Durante unos segundos ambos se quedaron en silencio, pensando en aquel dinero que les aguardaba en algún lugar cercano a Midville.

A lo largo de aquellos diez años los billetes habían permanecido enterrados en un lugar seguro y ahora sólo habría que acudir a ellos.

Budy Overstret recordaba bien la casual circunstancia por la que habían tenido conocimiento de la existencia de aquellos 10.000 dólares del rescate.

Hacía un año que los malos tratos de los guardianes, la alimentación escasa y la supresión del paseo por el patio había hecho que los reclusos del presidio se alzaran violentamente contra sus vigilantes.

Durante dos días el penal había sido un infierno en el que centenares de reclusos, verdaderos cadáveres vivientes, se habían esforzado por hacer frente a los treinta guardianes que, bien armados, trataban de hacerlos volver a sus celdas.

Utilizando armas tan primitivas como patas de banqueta, piedras y algún cubierto robado de la cocina, los presos habían visto cómo poco a poco sus enemigos uniformados se imponían.

Tres reclusos habían perdido la vida mientras que una docena larga de ellos eran retirados por sus propios compañeros con graves heridas de bala.

Tos disturbios habían durado aún varias horas más pero al final los guardias de la prisión se erigían en triunfadores y el régimen del presidio se hacía aún más intolerable para sus huéspedes.

Los cabecillas del motín habían sido azotados ante sus compañeros, puestos a pan y agua y encerrados en las celdas de castigo, completamente incomunicados.

Budy Overstret había retirado a Ralph Nensky del patio cuando éste se desplomó con un balazo en el pecho.

Con su propia camisa le había taponado la herida y durante varios días, en la celda maloliente que ambos ocupaban, había vertido gotas de agua en sus labios abrasados por la fiebre.

Y había sido durante la calentura cuando Ralph Nensky descorrió como parte del velo del misterio que cubría el destino del dinero recibido como rescate por la vida de Julia Fleming.

—Volveré... a por... el dinero... diez mil... dólares... son míos, sólo míos. Vi al sheriff... y... los oculté... Ahora... serán míos...

Siempre habían sido aquellas palabras las que Ralph Nensky repetía, una y otra vez, como una letanía en los momentos en que la fiebre le hacía delirar.

—Creo que será mejor que durmamos un rato —decidió Mark Slade, bostezando ruidosamente.

—Tienes razón. Habrá que estar desde el amanecer ante la puerta de la prisión.

—Espero que no te hayas equivocado. No tendría ninguna gracia que Ralph Nensky hubiera dejado ya el penal.

Budy se dejó caer en su cama.

—Puedes estar tranquilo. Si mañana no sale no será porque ya lo ha hecho. ¡Nadie adelanta el día de su libertad en Nogales!

—¿Entonces?

—Siete meses es mucho tiempo y nadie puede saber lo que sucede ahí dentro durante ellos. Ralph Nensky puede haber muerto o haber sido conducido a un castigo extra por alguna falta cometida durante estos meses.

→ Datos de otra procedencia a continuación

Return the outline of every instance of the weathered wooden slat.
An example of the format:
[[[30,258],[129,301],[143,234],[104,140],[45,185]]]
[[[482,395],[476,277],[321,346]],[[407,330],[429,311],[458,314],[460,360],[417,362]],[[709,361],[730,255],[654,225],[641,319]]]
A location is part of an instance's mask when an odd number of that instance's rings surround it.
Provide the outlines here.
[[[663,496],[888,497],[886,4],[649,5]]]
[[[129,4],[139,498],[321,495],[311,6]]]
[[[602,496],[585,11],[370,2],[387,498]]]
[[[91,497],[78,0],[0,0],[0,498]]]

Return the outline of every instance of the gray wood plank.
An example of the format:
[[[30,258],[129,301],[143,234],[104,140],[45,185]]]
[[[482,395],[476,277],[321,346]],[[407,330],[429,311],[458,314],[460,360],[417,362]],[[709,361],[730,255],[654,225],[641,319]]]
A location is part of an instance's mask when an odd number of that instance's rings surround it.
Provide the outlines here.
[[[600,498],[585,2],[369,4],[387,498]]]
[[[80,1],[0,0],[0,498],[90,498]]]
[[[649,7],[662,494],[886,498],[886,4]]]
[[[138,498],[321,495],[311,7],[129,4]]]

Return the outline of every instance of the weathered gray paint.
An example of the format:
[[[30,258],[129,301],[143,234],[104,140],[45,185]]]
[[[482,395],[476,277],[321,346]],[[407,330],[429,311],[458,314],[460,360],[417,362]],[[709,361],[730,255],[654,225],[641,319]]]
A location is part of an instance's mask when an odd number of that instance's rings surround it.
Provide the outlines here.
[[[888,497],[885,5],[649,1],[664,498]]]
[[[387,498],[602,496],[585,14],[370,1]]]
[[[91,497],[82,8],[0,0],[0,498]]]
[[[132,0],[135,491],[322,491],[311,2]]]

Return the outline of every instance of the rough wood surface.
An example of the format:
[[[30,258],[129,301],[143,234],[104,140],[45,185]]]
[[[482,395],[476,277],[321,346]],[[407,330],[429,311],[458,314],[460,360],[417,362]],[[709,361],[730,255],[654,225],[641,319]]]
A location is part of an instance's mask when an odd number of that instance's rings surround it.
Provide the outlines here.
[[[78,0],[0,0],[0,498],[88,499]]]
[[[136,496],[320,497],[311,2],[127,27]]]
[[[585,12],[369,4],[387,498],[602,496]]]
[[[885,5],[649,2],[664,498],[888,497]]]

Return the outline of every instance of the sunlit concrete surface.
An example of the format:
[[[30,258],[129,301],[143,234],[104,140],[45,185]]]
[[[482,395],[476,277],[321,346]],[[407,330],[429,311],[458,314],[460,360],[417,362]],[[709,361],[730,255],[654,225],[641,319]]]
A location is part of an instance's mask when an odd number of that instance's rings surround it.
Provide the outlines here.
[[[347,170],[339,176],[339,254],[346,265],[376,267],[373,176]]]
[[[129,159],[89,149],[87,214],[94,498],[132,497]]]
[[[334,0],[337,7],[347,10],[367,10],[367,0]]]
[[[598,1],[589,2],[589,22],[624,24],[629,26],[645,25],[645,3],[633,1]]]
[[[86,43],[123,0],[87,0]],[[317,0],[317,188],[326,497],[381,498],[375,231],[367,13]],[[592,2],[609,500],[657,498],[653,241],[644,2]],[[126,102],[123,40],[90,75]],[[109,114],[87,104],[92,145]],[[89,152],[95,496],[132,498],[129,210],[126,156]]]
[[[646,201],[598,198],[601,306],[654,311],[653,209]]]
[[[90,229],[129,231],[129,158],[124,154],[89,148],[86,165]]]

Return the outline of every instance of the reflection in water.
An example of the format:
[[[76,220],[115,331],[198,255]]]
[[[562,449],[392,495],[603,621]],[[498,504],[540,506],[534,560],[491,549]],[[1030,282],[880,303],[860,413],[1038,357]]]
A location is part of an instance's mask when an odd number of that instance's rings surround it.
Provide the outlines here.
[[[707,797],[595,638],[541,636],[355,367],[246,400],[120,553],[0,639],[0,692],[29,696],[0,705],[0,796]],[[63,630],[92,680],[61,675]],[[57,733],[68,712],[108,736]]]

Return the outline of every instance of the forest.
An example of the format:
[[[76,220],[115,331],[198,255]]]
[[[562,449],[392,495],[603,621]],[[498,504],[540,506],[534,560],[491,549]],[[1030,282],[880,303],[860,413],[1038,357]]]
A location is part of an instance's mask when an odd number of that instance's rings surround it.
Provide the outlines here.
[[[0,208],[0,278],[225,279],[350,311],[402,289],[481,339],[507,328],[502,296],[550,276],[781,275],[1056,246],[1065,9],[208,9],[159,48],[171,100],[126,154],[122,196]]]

En cualquier caso ambos estaban dispuestos a aguardar la salida de Ralph Nensky de la prisión.

Y en el caso de que no lo hiciera al día siguiente, se las ingeniarían para conocer la suerte del recluso.

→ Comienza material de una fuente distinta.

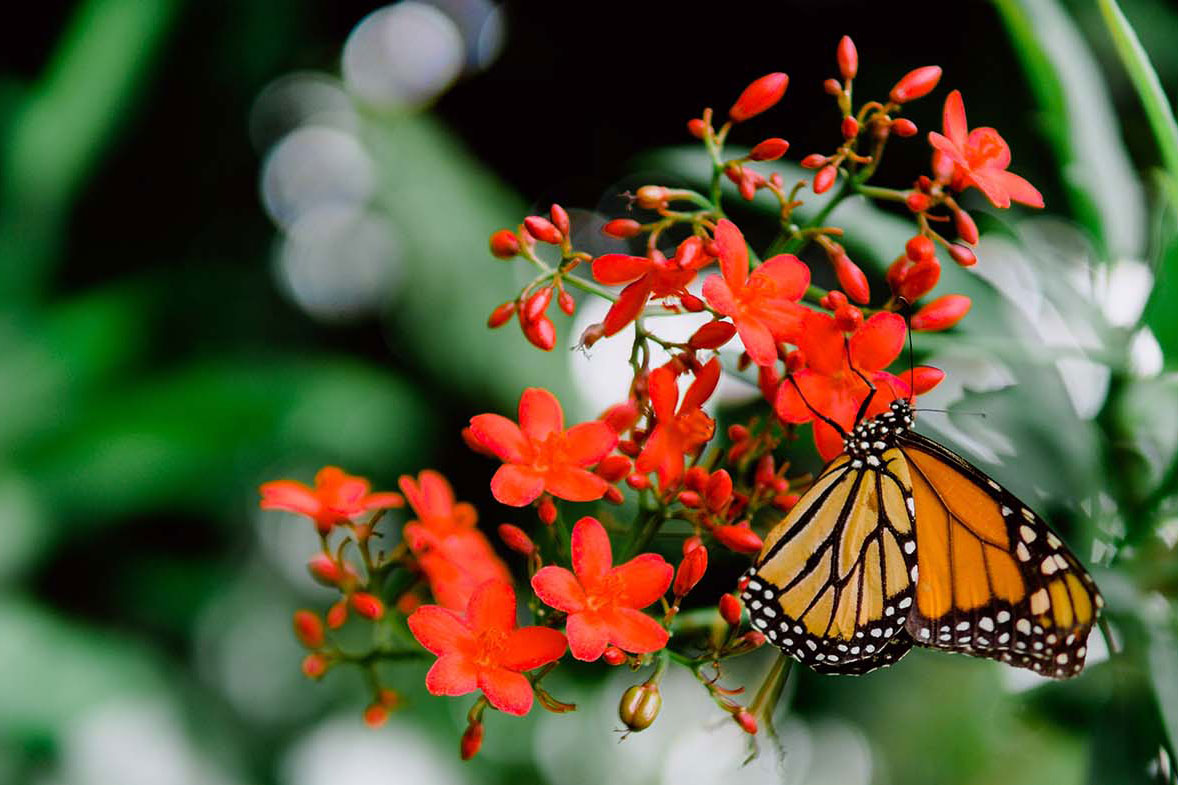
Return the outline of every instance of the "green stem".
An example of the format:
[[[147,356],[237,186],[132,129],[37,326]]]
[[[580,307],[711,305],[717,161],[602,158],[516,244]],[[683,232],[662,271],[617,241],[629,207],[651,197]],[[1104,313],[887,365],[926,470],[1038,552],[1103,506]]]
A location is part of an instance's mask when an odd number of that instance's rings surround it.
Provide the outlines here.
[[[749,706],[752,715],[766,727],[773,726],[773,710],[777,707],[777,702],[781,700],[781,694],[785,691],[785,682],[789,678],[793,662],[784,654],[778,654],[772,667],[769,668],[769,672],[765,674],[765,680],[761,682],[752,705]]]

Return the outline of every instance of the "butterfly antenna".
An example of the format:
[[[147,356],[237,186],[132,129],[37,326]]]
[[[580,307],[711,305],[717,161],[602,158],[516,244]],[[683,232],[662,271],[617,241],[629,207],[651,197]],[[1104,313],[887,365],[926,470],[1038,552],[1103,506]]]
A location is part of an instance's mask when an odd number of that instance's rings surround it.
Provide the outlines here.
[[[916,353],[912,349],[912,324],[910,323],[912,304],[903,298],[900,299],[900,302],[904,304],[902,308],[904,311],[904,326],[908,328],[908,404],[912,405],[916,401],[916,389],[914,386],[916,381]]]
[[[811,414],[813,414],[819,420],[822,420],[822,422],[826,423],[831,428],[834,428],[839,436],[841,436],[844,439],[847,438],[847,431],[845,428],[843,428],[843,426],[839,425],[837,422],[830,419],[825,414],[823,414],[822,412],[818,411],[817,409],[815,409],[813,406],[810,405],[810,402],[806,400],[806,394],[804,392],[802,392],[802,388],[798,386],[798,380],[794,378],[794,375],[792,373],[786,374],[785,378],[789,379],[789,383],[792,384],[794,386],[794,389],[798,391],[798,397],[800,397],[802,399],[802,403],[804,403],[806,405],[806,408],[810,410]]]
[[[855,422],[858,423],[863,419],[863,415],[867,414],[867,407],[871,405],[871,399],[875,397],[876,388],[871,383],[871,380],[855,367],[855,363],[851,360],[851,342],[845,337],[843,338],[843,350],[847,353],[847,365],[851,367],[851,370],[855,372],[856,376],[863,380],[863,383],[867,385],[868,389],[867,397],[863,399],[863,403],[859,404],[859,411],[855,412]]]

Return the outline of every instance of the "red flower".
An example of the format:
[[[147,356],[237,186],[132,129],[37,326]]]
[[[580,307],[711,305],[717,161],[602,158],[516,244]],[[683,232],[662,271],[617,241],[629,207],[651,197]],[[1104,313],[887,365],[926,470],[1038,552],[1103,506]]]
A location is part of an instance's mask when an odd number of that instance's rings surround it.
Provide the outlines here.
[[[399,493],[369,493],[370,489],[363,477],[337,466],[324,466],[315,474],[314,488],[294,480],[263,483],[261,507],[306,515],[315,521],[321,534],[327,534],[332,526],[363,513],[405,503]]]
[[[798,300],[810,285],[810,268],[798,257],[780,254],[749,275],[749,253],[736,224],[716,224],[720,271],[704,281],[704,297],[732,317],[745,351],[757,365],[777,361],[777,343],[795,342],[805,309]]]
[[[529,387],[519,399],[519,425],[498,414],[470,420],[471,435],[504,465],[491,480],[503,504],[523,507],[544,491],[571,502],[600,499],[609,487],[586,467],[609,455],[618,435],[601,421],[564,429],[556,396]]]
[[[462,610],[487,581],[511,583],[507,565],[475,528],[478,513],[466,502],[455,502],[445,477],[427,469],[416,480],[402,476],[400,485],[418,516],[405,524],[405,543],[439,604]]]
[[[833,316],[818,311],[806,315],[806,327],[798,348],[806,359],[805,368],[794,373],[794,381],[806,402],[837,422],[844,430],[855,426],[855,414],[867,397],[863,383],[848,362],[876,385],[877,392],[867,407],[872,417],[888,408],[898,397],[908,395],[908,385],[884,371],[904,348],[904,319],[894,313],[877,313],[855,330],[849,338],[849,350]],[[843,440],[834,428],[814,417],[788,380],[777,388],[777,416],[791,423],[814,420],[814,442],[826,460],[842,452]]]
[[[666,646],[667,631],[638,609],[666,594],[671,565],[658,554],[644,553],[614,567],[609,535],[594,518],[577,521],[572,544],[573,572],[544,567],[532,576],[532,589],[545,604],[569,615],[573,656],[596,660],[611,643],[636,654]]]
[[[936,148],[933,169],[948,171],[944,179],[950,187],[963,191],[971,185],[986,195],[995,207],[1010,207],[1011,201],[1029,207],[1042,207],[1043,195],[1035,186],[1013,172],[1010,147],[993,128],[969,130],[965,122],[965,104],[961,92],[954,90],[945,99],[944,135],[930,131],[929,143]],[[938,161],[938,155],[948,159]]]
[[[488,581],[470,597],[466,613],[423,605],[409,617],[417,641],[438,655],[425,676],[433,695],[482,690],[499,711],[527,714],[532,685],[523,671],[560,659],[565,638],[548,627],[515,626],[515,592]]]
[[[629,284],[605,315],[605,335],[614,335],[634,321],[651,297],[687,294],[687,284],[699,269],[712,261],[698,237],[679,245],[673,259],[658,251],[650,256],[611,253],[593,260],[593,277],[607,285]]]
[[[678,411],[679,387],[675,373],[666,367],[650,373],[647,388],[654,408],[655,426],[638,456],[635,468],[642,474],[657,471],[659,487],[666,489],[683,478],[683,456],[699,449],[712,438],[716,422],[700,408],[711,397],[720,381],[720,360],[712,360],[700,369],[687,388]]]

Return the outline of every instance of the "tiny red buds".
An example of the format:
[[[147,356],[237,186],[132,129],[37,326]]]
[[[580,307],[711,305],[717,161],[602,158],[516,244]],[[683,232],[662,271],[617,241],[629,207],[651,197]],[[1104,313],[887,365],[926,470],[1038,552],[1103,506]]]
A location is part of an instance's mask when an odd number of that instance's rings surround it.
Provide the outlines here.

Durante aquellos siete meses Budy Overstret había estado planeando cuidadosamente su vuelta a Nogales para estar presente cuando Ralph Nensky dejara la prisión.

En las primeras semanas de libertad había entablado amistad con Mark Slade y ambos habían dado media docena de golpes al norte de México, al otro lado de la frontera.

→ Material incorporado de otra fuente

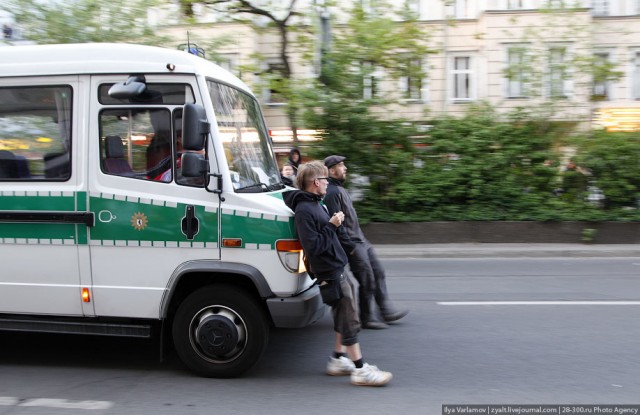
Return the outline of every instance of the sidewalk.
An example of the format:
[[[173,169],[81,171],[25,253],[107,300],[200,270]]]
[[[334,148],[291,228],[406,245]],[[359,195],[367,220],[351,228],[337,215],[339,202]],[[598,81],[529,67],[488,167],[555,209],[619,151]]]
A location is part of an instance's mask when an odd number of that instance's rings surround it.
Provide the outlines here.
[[[379,244],[374,248],[380,258],[640,258],[640,244]]]

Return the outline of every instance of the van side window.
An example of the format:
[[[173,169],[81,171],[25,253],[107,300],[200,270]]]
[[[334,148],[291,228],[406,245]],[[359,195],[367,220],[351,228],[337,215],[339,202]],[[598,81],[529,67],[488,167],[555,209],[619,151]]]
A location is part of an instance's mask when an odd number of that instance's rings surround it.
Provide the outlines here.
[[[119,108],[100,113],[100,165],[106,174],[170,182],[173,129],[168,109]]]
[[[147,90],[140,97],[132,99],[118,99],[109,96],[109,89],[113,84],[102,84],[98,89],[98,101],[102,105],[131,105],[131,104],[164,104],[184,105],[195,103],[193,89],[189,84],[156,84],[148,83]]]
[[[71,177],[73,90],[0,87],[0,181]]]

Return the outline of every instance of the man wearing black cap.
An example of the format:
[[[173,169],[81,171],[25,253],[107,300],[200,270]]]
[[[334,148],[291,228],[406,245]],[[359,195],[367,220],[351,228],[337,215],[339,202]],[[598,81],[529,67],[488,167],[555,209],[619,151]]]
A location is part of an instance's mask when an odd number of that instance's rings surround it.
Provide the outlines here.
[[[347,166],[344,164],[346,157],[331,155],[324,159],[324,165],[329,169],[329,187],[324,198],[324,204],[330,214],[344,212],[342,227],[351,239],[355,249],[347,252],[349,268],[360,285],[360,320],[362,327],[368,329],[384,329],[392,321],[400,320],[406,316],[408,310],[398,310],[389,300],[387,281],[384,268],[373,250],[373,246],[364,236],[358,214],[353,207],[351,196],[343,187],[347,177]],[[380,321],[377,315],[376,305],[384,321]]]

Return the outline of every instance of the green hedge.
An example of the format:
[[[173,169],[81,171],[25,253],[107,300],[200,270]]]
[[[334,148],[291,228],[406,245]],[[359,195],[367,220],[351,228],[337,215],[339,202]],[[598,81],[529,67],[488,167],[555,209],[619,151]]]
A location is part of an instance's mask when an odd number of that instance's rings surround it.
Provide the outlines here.
[[[639,134],[567,138],[575,126],[522,110],[502,118],[473,106],[463,118],[432,120],[416,140],[407,123],[343,117],[324,126],[314,155],[343,154],[350,172],[369,178],[357,203],[364,222],[640,220]],[[561,145],[591,174],[562,172]],[[603,191],[602,207],[587,201],[589,186]]]

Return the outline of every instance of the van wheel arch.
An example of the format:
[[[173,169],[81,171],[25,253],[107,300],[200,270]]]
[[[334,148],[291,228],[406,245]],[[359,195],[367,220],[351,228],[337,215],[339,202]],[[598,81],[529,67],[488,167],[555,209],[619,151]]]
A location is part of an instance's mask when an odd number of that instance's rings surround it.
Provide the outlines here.
[[[176,268],[169,281],[160,309],[162,319],[172,318],[180,303],[189,294],[207,285],[227,284],[241,287],[263,304],[265,299],[274,296],[264,275],[246,264],[211,260],[189,261]]]

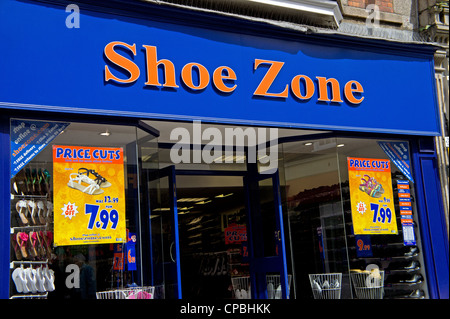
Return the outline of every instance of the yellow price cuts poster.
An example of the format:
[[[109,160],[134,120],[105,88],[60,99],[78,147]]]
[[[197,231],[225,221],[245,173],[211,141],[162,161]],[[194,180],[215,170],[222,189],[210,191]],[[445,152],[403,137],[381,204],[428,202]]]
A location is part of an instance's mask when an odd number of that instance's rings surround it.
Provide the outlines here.
[[[54,244],[126,240],[122,148],[53,146]]]
[[[391,162],[348,157],[347,164],[354,234],[397,234]]]

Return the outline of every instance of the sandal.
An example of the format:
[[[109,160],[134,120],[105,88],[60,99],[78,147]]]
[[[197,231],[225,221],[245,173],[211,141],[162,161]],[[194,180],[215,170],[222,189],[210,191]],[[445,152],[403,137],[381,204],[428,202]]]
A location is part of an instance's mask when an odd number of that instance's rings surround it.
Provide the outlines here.
[[[34,232],[34,233],[36,234],[37,255],[38,255],[39,259],[43,260],[43,259],[45,259],[45,255],[46,255],[44,244],[42,242],[43,239],[41,238],[41,235],[38,232]]]
[[[106,188],[106,187],[110,187],[111,186],[111,183],[110,182],[108,182],[107,180],[106,180],[106,178],[104,178],[102,175],[100,175],[99,173],[97,173],[95,170],[93,170],[93,169],[87,169],[87,168],[80,168],[80,169],[78,169],[78,174],[86,174],[86,176],[88,176],[89,177],[89,174],[92,174],[92,175],[94,175],[95,176],[95,182],[100,186],[100,187],[103,187],[103,188]]]
[[[39,222],[43,225],[43,224],[45,224],[45,217],[44,217],[44,202],[41,201],[41,200],[38,201],[38,202],[37,202],[37,208],[38,208],[37,216],[38,216]]]
[[[29,200],[27,201],[27,207],[28,207],[28,212],[30,213],[31,216],[31,221],[33,222],[34,225],[37,224],[36,219],[34,218],[34,215],[36,213],[36,203],[33,200]]]
[[[51,235],[49,235],[51,234]],[[50,259],[52,256],[52,248],[51,248],[51,240],[53,239],[53,234],[51,232],[44,233],[43,231],[39,232],[43,242],[44,242],[44,251],[47,259]],[[49,238],[51,237],[51,239]]]
[[[25,185],[27,186],[27,195],[33,195],[34,194],[34,185],[31,182],[31,171],[30,168],[25,168],[24,172],[25,176]]]
[[[12,195],[22,195],[15,178],[11,180],[11,194]]]
[[[28,258],[28,252],[27,252],[27,241],[28,241],[28,234],[19,232],[16,235],[17,243],[19,244],[20,253],[22,254],[23,258]]]
[[[36,288],[36,269],[33,269],[31,266],[28,268],[25,268],[25,277],[27,281],[27,286],[30,289],[32,293],[37,292]]]
[[[44,276],[44,269],[39,267],[36,269],[36,289],[39,292],[46,292],[45,290],[45,276]]]
[[[378,183],[374,177],[370,177],[369,175],[364,175],[364,177],[366,177],[367,182],[370,183],[370,185],[375,186],[381,194],[384,193],[383,185]]]
[[[17,243],[16,235],[11,236],[11,244],[14,249],[14,254],[16,255],[16,260],[22,260],[22,254],[20,253],[20,247]]]
[[[14,284],[16,286],[16,290],[18,293],[27,293],[29,292],[27,284],[26,284],[26,278],[25,278],[25,273],[24,273],[24,269],[22,266],[17,267],[16,269],[14,269],[14,271],[12,272],[12,280],[14,281]]]
[[[36,247],[36,243],[38,242],[38,238],[37,238],[37,233],[35,231],[31,231],[30,235],[29,235],[29,251],[30,251],[30,255],[32,257],[38,257],[39,256],[39,252],[38,252],[38,248]]]
[[[50,175],[49,171],[47,171],[47,169],[44,169],[42,171],[42,179],[44,181],[46,192],[47,192],[47,194],[49,194],[50,193],[50,179],[51,179],[51,175]]]
[[[34,168],[31,172],[31,177],[34,184],[34,195],[41,195],[41,184],[38,171]]]
[[[374,184],[373,181],[374,179],[365,180],[361,178],[362,184],[359,185],[359,189],[370,197],[379,198],[384,193],[384,190],[381,192],[383,187],[381,184]]]
[[[51,223],[53,220],[53,204],[52,202],[47,201],[47,213],[45,215],[45,220],[47,223]]]
[[[84,184],[88,185],[85,186]],[[79,191],[89,195],[99,195],[103,193],[103,189],[100,189],[100,185],[84,174],[70,174],[70,180],[69,183],[67,183],[67,186],[78,189]]]
[[[47,291],[55,290],[55,285],[54,285],[55,272],[47,267],[44,269],[44,277],[45,277],[45,282],[44,282],[45,290],[47,290]]]
[[[22,222],[22,225],[23,226],[28,225],[29,222],[28,222],[27,217],[25,216],[25,212],[27,211],[27,201],[26,200],[19,200],[16,203],[16,210],[17,210],[17,213],[19,214],[20,221]]]

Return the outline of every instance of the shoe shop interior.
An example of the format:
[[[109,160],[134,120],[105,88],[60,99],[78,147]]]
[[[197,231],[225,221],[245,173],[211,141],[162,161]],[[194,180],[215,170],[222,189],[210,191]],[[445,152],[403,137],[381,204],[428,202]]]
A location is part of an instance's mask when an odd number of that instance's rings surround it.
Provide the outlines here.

Pero quince días antes habían abandonado las tierras situadas al sur del río Gila para volver al territorio de Nogales.

—Será mejor convertirnos en la sombra de Ralph Nensky desde que salga de la prisión —había decidido Budy después de explicar a su compañero los planes que tenía.

—Sí, él mismo nos llevará hasta donde está el dinero.

—Nunca he hablado una palabra con él sobre esos diez mil dólares. ¡Pero estoy seguro de que cuando salga de Nogales irá directamente en su busca!

—Esperaremos a que los encuentre y en ese momento...

No necesitaron añadir nada más pues ambos estaban perfectamente de acuerdo en lo que harían entonces.